Selaras dengan perkembangan teknologi, Perserikatan Bangsa-Bangsa (PBB) mencetuskan Agenda Tujuan Pembangunan Berkelanjutan (Sustainable Development Goals atau SDGs) sebagai kesepakatan pembangunan global. SDGs merupakan pembangunan yang bertujuan untuk memenuhi kebutuhan saat ini tanpa membahayakan kemampuan generasi masa depan untuk memenuhi kebutuhan mereka sendiri. SDGs sendiri mencakup 3 pilar, yaitu pilar ekonomi, sosial, dan masyarakat. Tujuan keempat SDGs, yaitu memastikan pendidikan yang inklusif dan berkualitas setara, juga mendukung kesempatan belajar seumur hidup bagi semua (https://www.sdg2030indonesia.org/), yang artinya semua penduduk yang ada di dunia ini termasuk penduduk inklusi berhak mendapat pendidikan dan fasilitas yang setara dengan penduduk yang bukan inklusi.

Berdasarkan latar belakang ini maka diperlukan suatu inovasi teknologi berupa alat bantu belajar yang dapat membantu penyandang tunanetra dalam mempelajari sistem penulisan huruf braille secara mandiri, tanpa ketergantungan pada guru pendamping.
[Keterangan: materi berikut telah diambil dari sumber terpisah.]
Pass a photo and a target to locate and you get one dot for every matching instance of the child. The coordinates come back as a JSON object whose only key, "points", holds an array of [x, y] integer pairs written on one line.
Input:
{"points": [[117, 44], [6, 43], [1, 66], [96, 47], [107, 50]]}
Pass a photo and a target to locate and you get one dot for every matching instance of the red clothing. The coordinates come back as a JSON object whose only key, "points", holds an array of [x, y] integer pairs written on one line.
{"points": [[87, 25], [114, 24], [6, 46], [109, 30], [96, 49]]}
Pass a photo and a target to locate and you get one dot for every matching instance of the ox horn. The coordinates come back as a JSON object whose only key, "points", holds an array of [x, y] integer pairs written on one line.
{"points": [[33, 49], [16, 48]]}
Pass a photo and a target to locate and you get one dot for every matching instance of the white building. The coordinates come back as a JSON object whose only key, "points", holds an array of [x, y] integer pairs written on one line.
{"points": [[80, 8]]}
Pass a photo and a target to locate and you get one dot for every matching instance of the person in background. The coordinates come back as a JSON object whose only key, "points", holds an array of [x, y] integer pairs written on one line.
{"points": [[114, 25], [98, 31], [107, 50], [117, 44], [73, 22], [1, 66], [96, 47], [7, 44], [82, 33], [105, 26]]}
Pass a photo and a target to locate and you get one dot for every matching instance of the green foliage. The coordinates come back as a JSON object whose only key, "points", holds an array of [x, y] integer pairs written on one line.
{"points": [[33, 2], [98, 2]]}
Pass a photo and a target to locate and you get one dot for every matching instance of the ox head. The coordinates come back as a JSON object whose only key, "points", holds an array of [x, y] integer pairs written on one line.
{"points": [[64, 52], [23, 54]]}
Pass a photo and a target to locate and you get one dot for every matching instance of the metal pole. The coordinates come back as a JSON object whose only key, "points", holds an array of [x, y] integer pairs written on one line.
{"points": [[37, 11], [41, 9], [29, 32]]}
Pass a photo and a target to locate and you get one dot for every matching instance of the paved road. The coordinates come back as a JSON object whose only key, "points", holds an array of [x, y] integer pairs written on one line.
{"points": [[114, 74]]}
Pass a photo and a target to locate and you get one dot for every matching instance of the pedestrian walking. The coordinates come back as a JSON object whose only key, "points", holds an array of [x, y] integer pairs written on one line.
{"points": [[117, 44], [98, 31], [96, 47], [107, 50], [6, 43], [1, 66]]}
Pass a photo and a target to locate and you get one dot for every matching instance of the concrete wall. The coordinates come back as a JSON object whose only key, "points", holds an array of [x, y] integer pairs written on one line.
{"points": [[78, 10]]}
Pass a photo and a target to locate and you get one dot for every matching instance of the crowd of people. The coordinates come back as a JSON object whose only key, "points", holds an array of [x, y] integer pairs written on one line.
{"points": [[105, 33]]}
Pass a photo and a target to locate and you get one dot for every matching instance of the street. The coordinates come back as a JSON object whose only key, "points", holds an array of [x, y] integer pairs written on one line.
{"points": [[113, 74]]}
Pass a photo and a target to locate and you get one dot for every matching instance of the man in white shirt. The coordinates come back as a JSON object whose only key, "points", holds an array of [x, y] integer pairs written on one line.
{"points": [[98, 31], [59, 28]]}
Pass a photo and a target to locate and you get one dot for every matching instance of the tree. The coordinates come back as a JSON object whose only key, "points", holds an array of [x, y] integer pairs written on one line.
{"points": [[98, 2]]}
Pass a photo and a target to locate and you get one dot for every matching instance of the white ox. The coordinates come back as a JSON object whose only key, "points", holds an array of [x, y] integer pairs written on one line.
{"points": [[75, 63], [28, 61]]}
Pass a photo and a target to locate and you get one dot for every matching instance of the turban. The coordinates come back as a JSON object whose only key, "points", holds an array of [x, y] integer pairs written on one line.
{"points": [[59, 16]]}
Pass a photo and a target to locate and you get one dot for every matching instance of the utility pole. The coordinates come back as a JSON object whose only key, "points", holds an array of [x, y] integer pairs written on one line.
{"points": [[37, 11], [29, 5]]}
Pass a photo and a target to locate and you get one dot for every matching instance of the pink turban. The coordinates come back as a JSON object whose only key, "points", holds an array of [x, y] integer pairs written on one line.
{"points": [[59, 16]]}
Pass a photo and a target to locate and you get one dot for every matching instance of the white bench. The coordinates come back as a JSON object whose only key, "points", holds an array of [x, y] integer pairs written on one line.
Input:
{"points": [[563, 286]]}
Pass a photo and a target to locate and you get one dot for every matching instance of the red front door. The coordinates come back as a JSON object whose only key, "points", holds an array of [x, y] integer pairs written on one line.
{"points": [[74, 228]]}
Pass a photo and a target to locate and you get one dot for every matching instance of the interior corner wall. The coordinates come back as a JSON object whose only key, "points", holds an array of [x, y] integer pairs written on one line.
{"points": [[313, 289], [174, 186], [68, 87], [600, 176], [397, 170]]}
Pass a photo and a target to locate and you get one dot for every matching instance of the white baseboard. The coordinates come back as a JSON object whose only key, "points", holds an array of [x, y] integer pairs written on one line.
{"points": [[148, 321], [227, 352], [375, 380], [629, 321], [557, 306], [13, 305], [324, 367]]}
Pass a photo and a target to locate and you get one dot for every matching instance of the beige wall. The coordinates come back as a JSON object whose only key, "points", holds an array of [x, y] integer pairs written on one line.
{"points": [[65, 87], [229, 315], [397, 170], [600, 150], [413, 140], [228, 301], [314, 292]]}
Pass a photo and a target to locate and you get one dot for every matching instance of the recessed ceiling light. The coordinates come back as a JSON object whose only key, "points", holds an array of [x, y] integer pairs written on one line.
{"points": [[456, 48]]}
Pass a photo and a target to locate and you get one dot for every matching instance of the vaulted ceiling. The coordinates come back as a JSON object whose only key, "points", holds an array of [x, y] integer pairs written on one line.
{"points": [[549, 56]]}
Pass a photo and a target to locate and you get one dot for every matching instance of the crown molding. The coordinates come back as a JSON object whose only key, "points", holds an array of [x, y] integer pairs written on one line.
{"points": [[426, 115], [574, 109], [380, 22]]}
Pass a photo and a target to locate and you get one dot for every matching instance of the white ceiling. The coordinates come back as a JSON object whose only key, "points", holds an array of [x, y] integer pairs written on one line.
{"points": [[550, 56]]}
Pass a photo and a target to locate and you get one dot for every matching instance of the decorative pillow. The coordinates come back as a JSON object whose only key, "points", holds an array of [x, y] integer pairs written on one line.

Salah satu solusinya, yaitu dengan ABBA Braille (Alat Bantu Belajar dan Membaca Braille) yang merupakan sebuah alat bantu belajar huruf braille yang dirancang dengan biaya terjangkau, portable, dan memungkinkan seorang penyandang tunanetra untuk belajar huruf braille secara mandiri di mana pun dan kapan pun tanpa bantuan pengajar.

Produk ABBA Braille memiliki beberapa keunggulan, yaitu:

  1. berukuran kecil, sehingga praktis dan portable;
  2. standalone, karena dalam penggunaannya tidak diintegrasikan dengan software maupun hardware lain;
  3. harga terjangkau, karena komponen-komponen dalam produk ABBA Braille mudah dicari dan harganya terjangkau;
  4. produk ABBA Braille bisa digunakan oleh guru SLB, peserta didik tunanetra, maupun masyarakat umum kapan pun dan di mana pun;
  5. hemat listrik dan tidak perlu dihubungkan dengan sumber energi listrik eksternal karena menggunakan baterai rechargeable; dan
  6. ramah lingkungan, karena dalam proses produksinya tidak menghasilkan emisi gas buangan.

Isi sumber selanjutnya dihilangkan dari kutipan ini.